It seems the question is mixing up physical disk access (CHS) with a logical access scheme used at a higher level. LBA is and always has been an issue at the OS level. The fact that some disk controllers also present their storage in an abstract fashion does not change how a disk works, it only relieves the OS (or better, its low-level drivers) from handling that abstraction.
When was the CHS (cylinder - head - sector) system invented
With the very first disk and before that on drum drives (*1,2).
and what was before it?
No drive?
All disk type data storage (*3) needs to position to a cylinder and select a head to read a certain sector when it passes by. There is no other way.
As long as CHS was not compatible with Zone Bit Recording,
Err, why? CHS and ZBR go quite well together. There is no 'collision' of any kind. With or without ZBR, data on a disk is accessed by positioning to a cylinder, selecting a head and reading a certain sector when passing by.

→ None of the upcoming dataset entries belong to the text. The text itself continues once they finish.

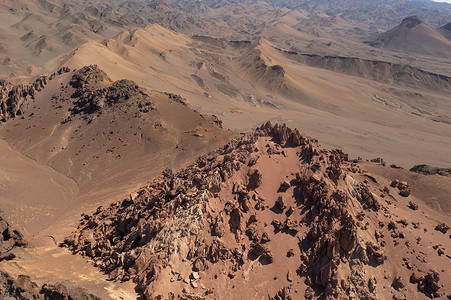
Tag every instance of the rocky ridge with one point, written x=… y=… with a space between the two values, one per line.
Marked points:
x=12 y=97
x=212 y=214
x=22 y=286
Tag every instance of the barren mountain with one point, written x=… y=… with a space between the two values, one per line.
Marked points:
x=139 y=168
x=272 y=215
x=246 y=83
x=414 y=36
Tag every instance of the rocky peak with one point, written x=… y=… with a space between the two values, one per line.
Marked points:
x=95 y=91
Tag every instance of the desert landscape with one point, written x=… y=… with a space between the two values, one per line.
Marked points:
x=265 y=149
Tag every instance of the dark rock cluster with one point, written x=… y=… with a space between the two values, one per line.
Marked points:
x=94 y=90
x=13 y=97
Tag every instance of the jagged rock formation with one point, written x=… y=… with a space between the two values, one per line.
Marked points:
x=12 y=97
x=91 y=95
x=22 y=286
x=214 y=217
x=9 y=239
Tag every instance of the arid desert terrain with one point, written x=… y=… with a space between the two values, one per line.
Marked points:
x=248 y=149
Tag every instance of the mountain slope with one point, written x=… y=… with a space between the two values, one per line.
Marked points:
x=414 y=36
x=272 y=215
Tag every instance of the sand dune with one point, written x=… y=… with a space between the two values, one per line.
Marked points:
x=414 y=36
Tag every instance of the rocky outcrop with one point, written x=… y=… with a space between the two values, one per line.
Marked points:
x=9 y=239
x=13 y=97
x=95 y=90
x=214 y=214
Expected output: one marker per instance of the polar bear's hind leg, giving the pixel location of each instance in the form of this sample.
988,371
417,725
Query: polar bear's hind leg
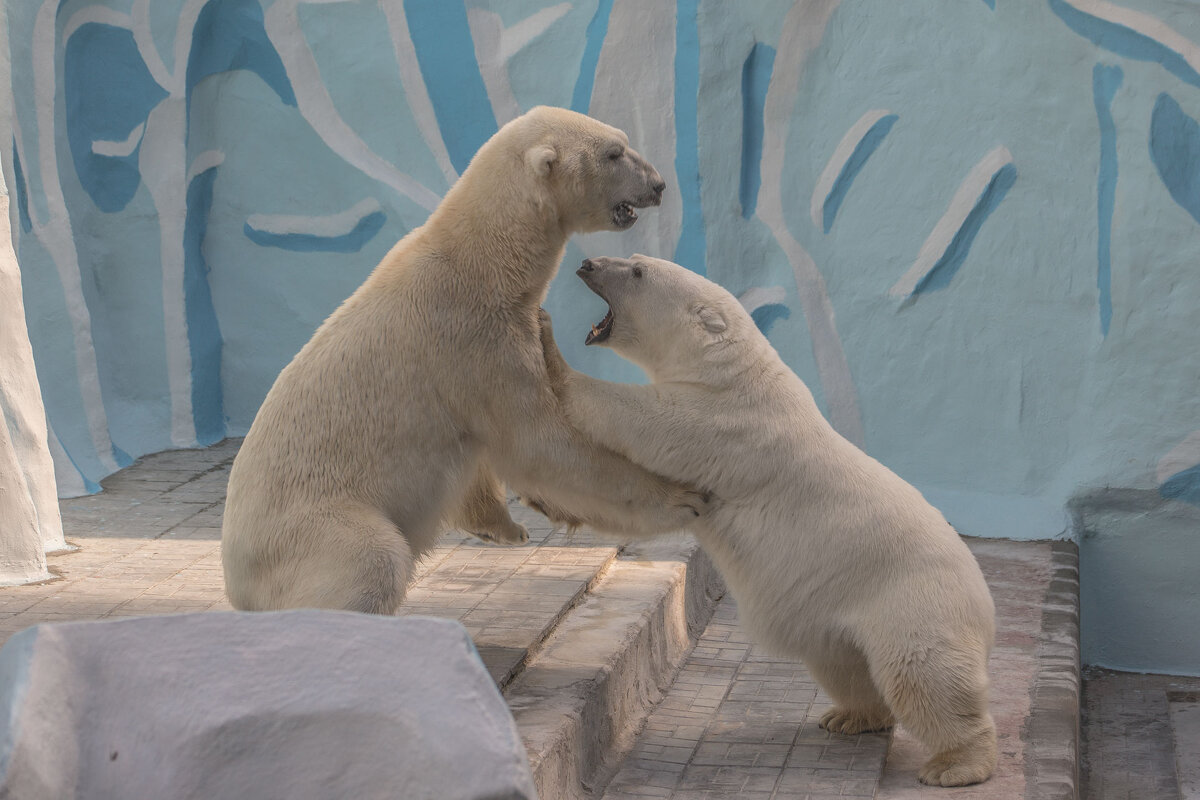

it was finally replaced with LBA.
LBA is, on a disk still based on CHS. After all, each and every disk still has to position to a cylinder, select a head and read a certain sector passing by this head.
(From a comment)
As far as I can see, CHS and ZBR may be compatible only if the disk controller intentionally provides fake information about disk geometry to the operating system.
Not sure what fake geometry that should be. It's no dark magic for an OS to consider that tracks 1..39 have a different number of sectors than tracks 40..79, or is it?
It's not very convenient and I'm not ever sure if it was possible before the controllers moved from the computer's backplane into the disk itself
First, the controller would have to move into the computer, wouldn't it? For classic mainframes, the controller was never part of the computer but an external storage device attached via an I/O channel and addressed as controller/drive/CHS.
(it looks like it happened in 1980s after ST-406).
Not really. For one, since it's an abstraction layer it's about the OS/driver or OS/controller interface, so different driver architectures as well as different controller interfaces provided LBA addressing at different times. For example, SCSI (SASI) was LBA based from the very beginning. Much like some mainframe systems.
But the PC...
Despite asking in a generic way and for early technology, the question does seem to be more or less inspired by the IBM-PC. But that machine is an odd branch in disk development. Or more exactly, how compatibility was handled by add-on developers squeezing out more of a given interface.
The original ROM-BIOS API offers disk access via addressing of 10-8-6 bits for C/H/S. It does not feature any restriction of having the same number of sectors over all cylinders (or head for that matter), thus ZBR is quite possible with that arrangement.
Unrelated to that, disks grew bigger, eventually reaching more than 1024 cylinders (or 64 sectors) in the late 1980s. Thus a way was needed to integrate them. For DOS this was essentially a non-issue, as DOS used already its version of LBA when requesting a device driver action. It would have been up to the disk (or better controller) manufacturer to offer disk drivers that handle those disks - much like SCSI and others did.
Except disk controller manufacturers tried to outsmart DOS by lying at the BIOS API level, presenting the disk in different configurations by flunking bits around. A disk with 1200 cylinders and 4 heads was presented at the API level as one having only 600 cylinders but 8 heads instead. Doing so allowed to slip such drives below DOS without providing drivers. Quite a bad solution from an engineering point of view, but providing a plug&play feature seriously supporting sales.
Even worse, when IDE came in the mid-1980s - usually quoted as integrating the controller onto the disk - this was not just made on a BIOS API level, but on hardware, register interface, cementing it even further.
At some point, a bit of bit magic wasn't enough anymore and controller manufacturers switched to complete fantasy CHS numbers and called them LBA. The ATA standard (ca. 1994) formalized this. All still using the original 22 bits. When that no longer was sufficient (disks growing past 2 GiB), interfaces were tweaked again, but this time in conjunction with changed BIOSes and changed disk drivers.
Bottom line:
CHS/LBA on the PC is kludgery very specific to the PC. It bears its very own history and is not related to any other system or historical development.
*1 - Except that drums are only a single cylinder, thus no cylinder selection is needed.
*2 - This includes of course drums used as main memory.
*3 - Let's ignore the special case of CDs and floppies like the Sony/Canon 2" VideoFloppy with their spiral tracks.